Members of the Proposition 8 team openly complained about Walker's handling of the case and
accused him of favoring the same-sex couples who had sued in his court for the right to marry.
But they refrained from raising the specter of the judge's sexual orientation, saying media
reports and gossip were an unsound basis for legal strategy.
"The bottom line is this case, from our perspective, is and always will be about the law and not
about the judge who decides it," Jim Campbell, a lawyer with the Christian legal defense group
Alliance Defense Fund, told The Associated Press in August.
That might have remained their position if Walker, who retired in late February after two
decades on the federal bench, had not decided to end the speculation himself.
Earlier this month, Walker had a farewell meeting with a select group of courthouse reporters.

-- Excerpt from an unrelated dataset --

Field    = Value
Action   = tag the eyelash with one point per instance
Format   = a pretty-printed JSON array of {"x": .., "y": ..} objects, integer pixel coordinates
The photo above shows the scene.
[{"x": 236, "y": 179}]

When the topic came up, Walker said he never thought about recusing himself because he was
gay and noted that no one had asked him to, according to the San Francisco Chronicle, which
had a reporter at the gathering.
The judge also revealed that he'd been in a relationship with a man he identified only as a
physician for a decade.
"If you thought a judge's sexuality, ethnicity, national origin (or) gender would prevent the
judge from handling a case, that's a very slippery slope," Walker said. "I don't think it's
relevant."
The lawyers who filed the motion to wipe out the judge's ruling declined to elaborate outside
their written arguments about why they concluded that Walker's comment about his partner
caused them to change course.
In their filing, they stated in a lengthy footnote that the burden for "maintaining impartiality
and the appearance of impartiality" lies with judges, and that it was not the place of the
lawyers to investigate Walker's private affairs.
Retired California state Judge Jeffrey Rothman said bias claims have arisen in the past
surrounding judges with strong religious views. But he noted that the bar for disqualification is
purposefully set high. Lawyers representing a clinic that performed abortions, for example,
would not be able to challenge a devoutly Catholic judge, he said.
"They would get absolutely nowhere with such a challenge unless that judge had gone out and
made statements or speeches saying he believed that Roe v. Wade ought to be overturned if
that case ever came before them," Rothman said. "The question is, can the beliefs be set aside
and the judge decide the case on its merits and be fair."